Сосэки Нацумэ - ЗАТЕМ
— Что слышно у тебя с работой?
— Гм, как сказать… Что-то предлагают, а в общем, ничего подходящего. Ещё некоторое время, возможно, придётся побездельничать. Буду искать не спеша. Как-нибудь образуется.
Хираока старался говорить спокойно, но Дайскэ понимал, как лихорадочно тот ищет работу, и решил пока не рассказывать о своей встрече с братом накануне. При данных обстоятельствах это могло бы ранить и без того уязвлённое самолюбие Хираоки. Заговори он первый о деньгах — тогда другое дело. Но с какой стати Дайскэ должен поднимать этот вопрос? Пусть даже Хираока осудит его за чёрствость. К таким упрёкам Дайскэ теперь нечувствителен. Да и вообще он никогда не относил себя к числу чувствительных, хотя три года назад счёл бы свою нынешнюю позицию нравственным падением. Но в то время он явно переоценивал роль моральных качеств.

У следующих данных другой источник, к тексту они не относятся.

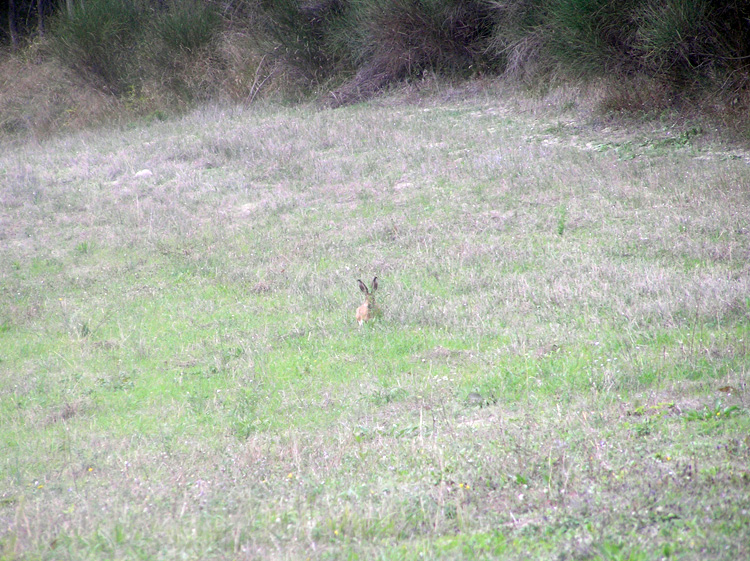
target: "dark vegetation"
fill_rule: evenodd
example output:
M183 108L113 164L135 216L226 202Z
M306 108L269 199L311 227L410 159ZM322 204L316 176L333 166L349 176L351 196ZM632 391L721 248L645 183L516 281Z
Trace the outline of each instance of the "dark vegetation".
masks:
M9 109L45 105L60 80L155 114L268 95L336 106L426 74L606 80L608 110L750 104L744 0L13 0L0 15L6 131L34 128ZM55 67L49 95L17 100L18 60Z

Как ни ловчи, латунь за золото не выдашь, так лучше сказать прямо, что это латунь.
У Дайскэ никогда не было бурных романов, он не бросался в волны, когда, натерпевшись страху, человек вдруг меняет свои взгляды. Довольствоваться латунью он стал в результате длительных размышлений особого свойства и собственными руками постепенно соскабливал с себя позолоту, которую терпеливо наносил отец. В ту пору отец казался Дайскэ чистым, как настоящее золото. Да и остальные взрослые тоже, по крайней мере, многие из них. Дайскэ мучился, стремясь им уподобиться, из позолоченного стать золотым. Но это было до тех пор, покуда он не распознал их истинную сущность. И тогда все его старания показались нелепыми и смешными.

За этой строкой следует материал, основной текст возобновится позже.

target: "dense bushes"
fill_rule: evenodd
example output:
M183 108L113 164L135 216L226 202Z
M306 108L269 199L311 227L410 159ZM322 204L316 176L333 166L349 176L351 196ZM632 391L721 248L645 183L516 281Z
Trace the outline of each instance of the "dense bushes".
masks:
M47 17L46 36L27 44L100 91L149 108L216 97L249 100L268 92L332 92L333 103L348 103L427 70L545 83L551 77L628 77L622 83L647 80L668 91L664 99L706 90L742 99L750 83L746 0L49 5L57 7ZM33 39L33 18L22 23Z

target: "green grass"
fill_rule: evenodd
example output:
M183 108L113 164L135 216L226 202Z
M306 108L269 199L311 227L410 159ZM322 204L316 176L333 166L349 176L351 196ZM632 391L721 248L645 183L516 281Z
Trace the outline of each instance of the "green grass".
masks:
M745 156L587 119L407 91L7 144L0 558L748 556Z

Раз сам он изменился за это время, значит, изменился и Хираока, у него прибавился жизненный опыт. Раньше Дайскэ пошёл бы на ссору с братом, даже на пререкания с отцом, только бы не разочаровать друга. А потом отправился бы к Хираоке и, как говорится, ударяя в литавры, громогласно возвестил бы о своём поступке. Прежний Хираока, возможно, и ждал бы этого от Дайскэ, но тоже прежнего. Нынешний же Хираока вряд ли принимает нынешнего Дайскэ всерьёз.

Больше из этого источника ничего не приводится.